In the early months of the Arab Spring the images of peaceful pro-democracy demonstrators called to mind for many Americans their own civil rights movement or Eastern Europe's fall of the "Iron Curtain". After an initial drop in ratings in early 2011, by mid-2011 Egypt's favorable ratings were back up to 60%. That support has since evaporated. But in the March 2013 poll when we asked for respondent's "first thought when they hear Egypt", "pyramids" was still the most frequently mentioned term, now followed closely by "trouble", "unrest" and the "Muslim Brotherhood".

In January of 2012, we asked Americans whether or not they were hopeful that the Arab Spring would bring about positive change. By more than two to one they answered in the affirmative. But in the tumultuous year and a half that has followed, Americans have lost that hope. Today, the number of American voters who say they are disappointed with "how the Arab Spring has played out in Egypt" is three times greater than those who say they are still hopeful that positive change will come.

As much as "soft" attitudes are to blame, concern with the Muslim Brotherhood is also a factor in the new negative opinion toward Egypt. Egypt's President Mohamed Morsi, a leader of the Muslim Brotherhood, is only viewed favorably by 14% of Americans, while over one half have an unfavorable view of Morsi. And by almost three to one Americans rate former President Hosni Mubarak as having been more of a friend and ally of the U.S. than Morsi, the current president. 

It is important to note that it is not anti-Muslim animus that drives these numbers, since strong negative views of the Muslim Brotherhood and President Morsi exist even among those Americans who hold a favorable view of Muslims. 

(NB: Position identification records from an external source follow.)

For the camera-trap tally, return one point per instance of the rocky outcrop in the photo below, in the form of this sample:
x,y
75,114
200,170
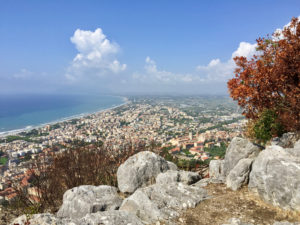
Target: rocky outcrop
x,y
170,193
275,177
239,175
110,218
141,170
238,149
105,218
162,202
172,176
235,221
79,201
216,170
42,219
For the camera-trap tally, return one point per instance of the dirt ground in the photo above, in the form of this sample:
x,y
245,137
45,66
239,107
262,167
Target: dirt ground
x,y
226,204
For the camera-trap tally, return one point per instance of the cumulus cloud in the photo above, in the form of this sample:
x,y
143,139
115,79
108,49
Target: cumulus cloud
x,y
216,70
23,74
96,55
153,74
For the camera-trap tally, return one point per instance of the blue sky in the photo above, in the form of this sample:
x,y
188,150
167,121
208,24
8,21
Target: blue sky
x,y
126,47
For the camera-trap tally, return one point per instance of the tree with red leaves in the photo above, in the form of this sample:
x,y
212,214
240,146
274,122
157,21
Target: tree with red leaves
x,y
270,80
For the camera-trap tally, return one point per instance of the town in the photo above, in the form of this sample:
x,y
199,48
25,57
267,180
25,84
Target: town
x,y
190,128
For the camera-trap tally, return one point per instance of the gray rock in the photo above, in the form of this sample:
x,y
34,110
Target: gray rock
x,y
202,183
286,141
116,217
216,169
177,176
239,175
235,221
141,170
79,201
172,166
160,202
238,149
43,219
275,177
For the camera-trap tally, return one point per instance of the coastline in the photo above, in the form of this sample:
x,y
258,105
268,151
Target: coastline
x,y
65,119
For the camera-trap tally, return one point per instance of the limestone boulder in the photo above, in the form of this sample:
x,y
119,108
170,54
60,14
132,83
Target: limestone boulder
x,y
216,169
238,149
160,202
42,219
287,140
116,217
275,177
239,175
141,170
79,201
236,221
185,177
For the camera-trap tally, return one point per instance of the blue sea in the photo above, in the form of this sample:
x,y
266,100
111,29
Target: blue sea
x,y
27,111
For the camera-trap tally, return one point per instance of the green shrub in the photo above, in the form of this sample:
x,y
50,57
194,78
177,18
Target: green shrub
x,y
267,126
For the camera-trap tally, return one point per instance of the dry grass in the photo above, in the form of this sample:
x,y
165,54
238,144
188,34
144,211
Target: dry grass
x,y
241,204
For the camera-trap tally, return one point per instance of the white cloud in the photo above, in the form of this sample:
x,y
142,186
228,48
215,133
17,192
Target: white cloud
x,y
216,70
152,74
23,74
96,55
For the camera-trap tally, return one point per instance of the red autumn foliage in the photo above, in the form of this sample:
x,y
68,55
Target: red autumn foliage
x,y
271,79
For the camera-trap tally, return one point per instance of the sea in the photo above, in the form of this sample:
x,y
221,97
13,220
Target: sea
x,y
25,112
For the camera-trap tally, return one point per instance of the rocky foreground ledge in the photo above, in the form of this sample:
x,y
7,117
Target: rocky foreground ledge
x,y
158,192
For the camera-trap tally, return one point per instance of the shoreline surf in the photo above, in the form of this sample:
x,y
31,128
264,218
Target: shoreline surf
x,y
3,134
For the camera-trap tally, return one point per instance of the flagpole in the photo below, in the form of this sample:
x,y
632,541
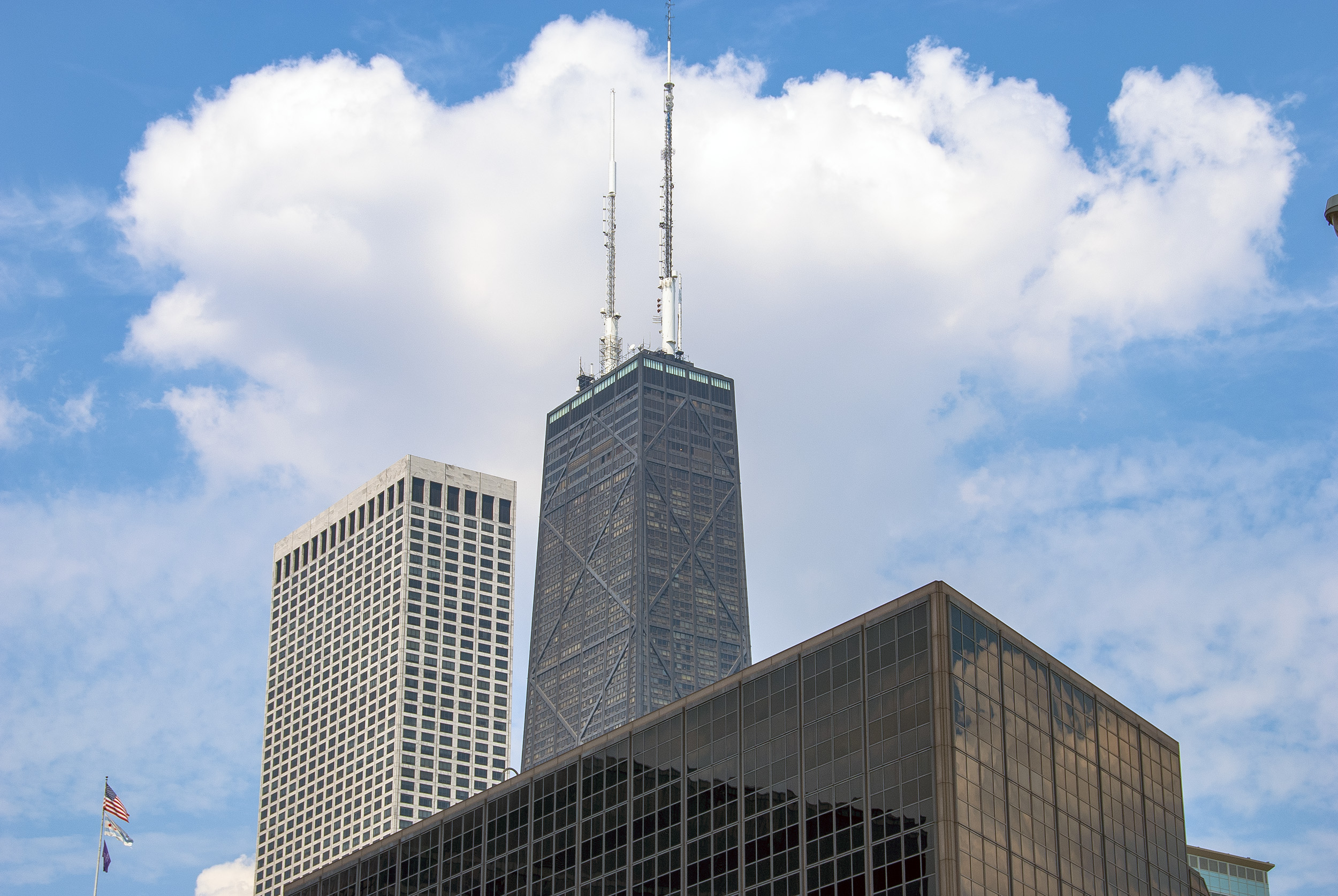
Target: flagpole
x,y
102,819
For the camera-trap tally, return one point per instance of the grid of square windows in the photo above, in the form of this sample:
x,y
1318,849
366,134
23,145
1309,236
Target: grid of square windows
x,y
1056,791
820,771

There are consequences that result from this change in attitudes. Many Americans now question whether or not the U.S. government can work with a Muslim Brotherhood-led Egypt. They also question whether the U.S. should provide military and civilian aid to Egypt. A majority of Americans also say they worry about the Muslim Brotherhood taking over in other countries, and say that they support actions by other Arab governments to "limit the activity of Muslim Brotherhood branches operating in their countries". 

Another by-product of this negative turn and the general disappointment with the trajectory of the "Arab Spring" has been the public's embrace of an interesting combination of principles they feel should guide American foreign policy. 

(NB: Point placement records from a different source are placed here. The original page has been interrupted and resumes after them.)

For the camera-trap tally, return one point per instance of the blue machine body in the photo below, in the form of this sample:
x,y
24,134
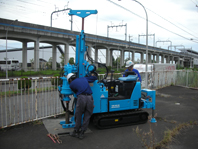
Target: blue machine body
x,y
102,102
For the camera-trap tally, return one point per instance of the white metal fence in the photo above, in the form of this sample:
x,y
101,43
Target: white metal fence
x,y
41,99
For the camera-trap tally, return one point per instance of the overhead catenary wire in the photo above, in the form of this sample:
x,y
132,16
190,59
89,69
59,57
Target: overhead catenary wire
x,y
151,21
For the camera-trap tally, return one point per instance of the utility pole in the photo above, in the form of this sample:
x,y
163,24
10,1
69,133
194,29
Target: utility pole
x,y
148,35
116,28
165,41
60,11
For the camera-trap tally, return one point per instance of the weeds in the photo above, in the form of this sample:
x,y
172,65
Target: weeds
x,y
38,122
148,140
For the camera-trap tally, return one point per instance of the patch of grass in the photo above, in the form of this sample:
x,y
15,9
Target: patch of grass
x,y
149,141
38,122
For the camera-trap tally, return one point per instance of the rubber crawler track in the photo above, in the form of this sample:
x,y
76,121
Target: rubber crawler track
x,y
121,118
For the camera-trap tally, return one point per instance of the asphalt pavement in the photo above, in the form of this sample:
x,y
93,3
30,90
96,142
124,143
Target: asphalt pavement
x,y
174,106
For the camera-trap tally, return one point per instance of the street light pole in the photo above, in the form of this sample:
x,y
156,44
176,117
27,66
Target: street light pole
x,y
146,75
6,47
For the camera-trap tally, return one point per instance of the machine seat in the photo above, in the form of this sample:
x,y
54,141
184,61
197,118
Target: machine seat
x,y
119,97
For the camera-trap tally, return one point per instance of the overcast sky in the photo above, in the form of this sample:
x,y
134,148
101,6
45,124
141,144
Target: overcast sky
x,y
169,20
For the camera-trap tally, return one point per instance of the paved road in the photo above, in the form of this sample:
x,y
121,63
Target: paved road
x,y
174,105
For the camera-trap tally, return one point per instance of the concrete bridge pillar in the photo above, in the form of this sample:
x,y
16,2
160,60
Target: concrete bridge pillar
x,y
24,56
54,55
89,51
157,58
191,63
121,57
149,57
36,55
171,59
168,59
111,55
108,56
142,57
96,56
133,56
153,60
162,58
66,56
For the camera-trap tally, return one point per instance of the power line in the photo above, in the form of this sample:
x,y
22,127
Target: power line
x,y
171,23
151,21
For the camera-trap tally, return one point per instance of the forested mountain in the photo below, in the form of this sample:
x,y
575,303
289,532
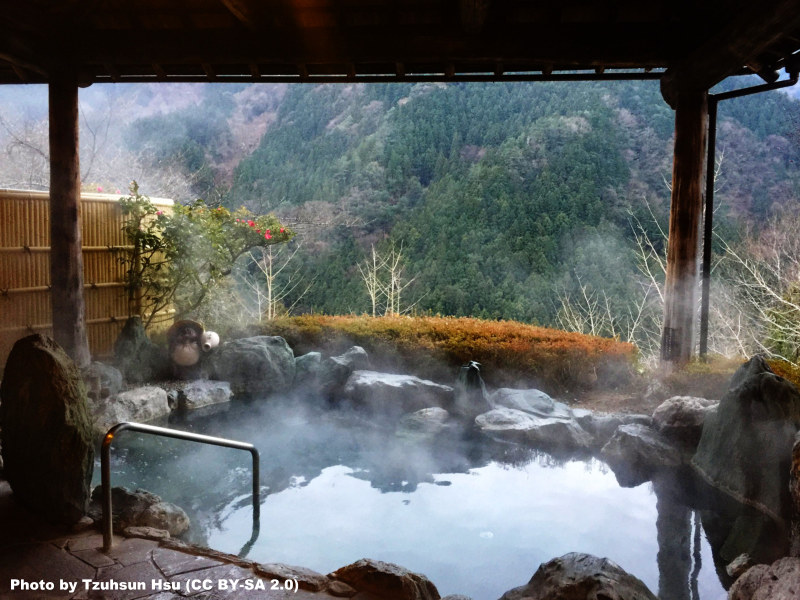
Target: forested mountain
x,y
502,197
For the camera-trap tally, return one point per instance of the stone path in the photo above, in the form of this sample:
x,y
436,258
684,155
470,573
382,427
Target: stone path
x,y
35,555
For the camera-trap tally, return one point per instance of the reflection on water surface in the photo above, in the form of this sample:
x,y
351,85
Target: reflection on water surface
x,y
475,517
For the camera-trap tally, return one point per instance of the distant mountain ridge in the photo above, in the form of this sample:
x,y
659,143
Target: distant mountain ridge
x,y
499,194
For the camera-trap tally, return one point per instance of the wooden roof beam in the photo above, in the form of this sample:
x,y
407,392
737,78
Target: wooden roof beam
x,y
756,27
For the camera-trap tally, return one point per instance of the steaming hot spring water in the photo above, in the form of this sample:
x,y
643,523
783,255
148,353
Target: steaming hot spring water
x,y
475,516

For example, when asked whether the U.S. "should support governments, whether they are elected or not, if they work closely with us to promote regional stability and protect our interests" or whether we "should only support democratically elected governments, even if those governments might pursue policies that are hostile to our interests", by a wide margin of 72% to 17% American voters chose the first approach.

And when asked to choose between providing support "for any government that is democratically elected, even if it is pursuing policies that compromise the rights of minorities in their countries" or "as a condition for U.S. support, we should require that any government, whether it has been elected or not, protect the rights of all their citizens", by an 85% to 10% margin voters chose the second approach. 

Two years ago, I compared Egypt to Broadway, noting that it didn't matter so much how events played out on other stages across the Arab World because the world would judge the Arab Spring by how it played out in Egypt. We are now two and one-half years into the Arab Spring and the "blush is off the rose". American's are disappointed, attitudes toward Egypt have soured, and the public has adopted a less romantic, more "realist" approach to our relations across the Arab World.